A civil partnership is a legally recognised relationship between two people that offers many of the same benefits as a marriage, including the same inheritance rights.
In England and Wales, same-sex couples who want to have legal recognition for their relationship can marry or register a civil partnership. Opposite sex couples could not form a civil partnership. However, in mid-2018 the Supreme Court ruled that such a restriction on civil partnerships breached the human rights of opposite sex couples. For many years it was argued that opposite sex couples could enter into marriage and thus civil partnership was not appropriate for them. However, this situation was no longer tenable following the Supreme Court ruling.
The Civil Partnership (Opposite Sex Couples) Regulations 2019 should allow the first opposite sex civil partnership to take place before 31 December 2019.
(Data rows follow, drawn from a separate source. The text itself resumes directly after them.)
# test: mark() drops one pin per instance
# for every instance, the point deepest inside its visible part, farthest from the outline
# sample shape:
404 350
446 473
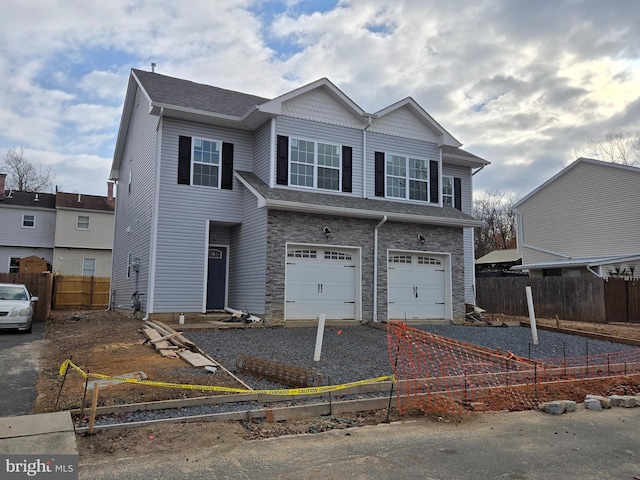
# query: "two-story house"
28 226
290 207
84 234
583 221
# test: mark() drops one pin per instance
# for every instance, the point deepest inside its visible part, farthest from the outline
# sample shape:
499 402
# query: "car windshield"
12 293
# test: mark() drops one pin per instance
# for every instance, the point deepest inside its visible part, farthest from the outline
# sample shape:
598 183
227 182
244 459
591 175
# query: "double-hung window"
314 164
407 178
206 163
82 222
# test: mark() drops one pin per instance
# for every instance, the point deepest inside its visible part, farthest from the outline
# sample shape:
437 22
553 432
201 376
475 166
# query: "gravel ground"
350 354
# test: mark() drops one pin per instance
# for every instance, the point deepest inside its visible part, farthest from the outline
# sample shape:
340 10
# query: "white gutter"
375 268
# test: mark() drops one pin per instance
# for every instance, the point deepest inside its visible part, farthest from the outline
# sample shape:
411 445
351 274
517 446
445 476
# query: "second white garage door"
320 280
416 286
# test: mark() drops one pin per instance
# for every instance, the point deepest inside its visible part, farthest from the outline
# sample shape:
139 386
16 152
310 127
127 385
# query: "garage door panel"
320 281
416 287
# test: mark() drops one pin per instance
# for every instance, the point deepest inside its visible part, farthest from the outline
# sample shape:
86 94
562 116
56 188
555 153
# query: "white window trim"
453 191
315 164
84 262
407 178
193 162
78 227
28 215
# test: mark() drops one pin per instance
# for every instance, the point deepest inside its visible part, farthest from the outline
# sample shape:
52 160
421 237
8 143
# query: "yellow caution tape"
295 391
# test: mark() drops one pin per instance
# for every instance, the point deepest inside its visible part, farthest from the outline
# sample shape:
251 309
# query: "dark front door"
217 278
The ability of opposite sex couples to enter into a civil partnership may, over time, ensure that the injustices caused to cohabiting couples become a thing of the past. The status of 'common law partner' is not legally recognised. This means that couples who live together without being married (or entering into a civil partnership) have little or no right to financial benefits and the property or money of their partner upon their death.
Whether married or in a civil partnership it is still important for couples to consider their assets and whom they would like to inherit their estate on their death. This can become more complicated if a person has children from a previous relationship.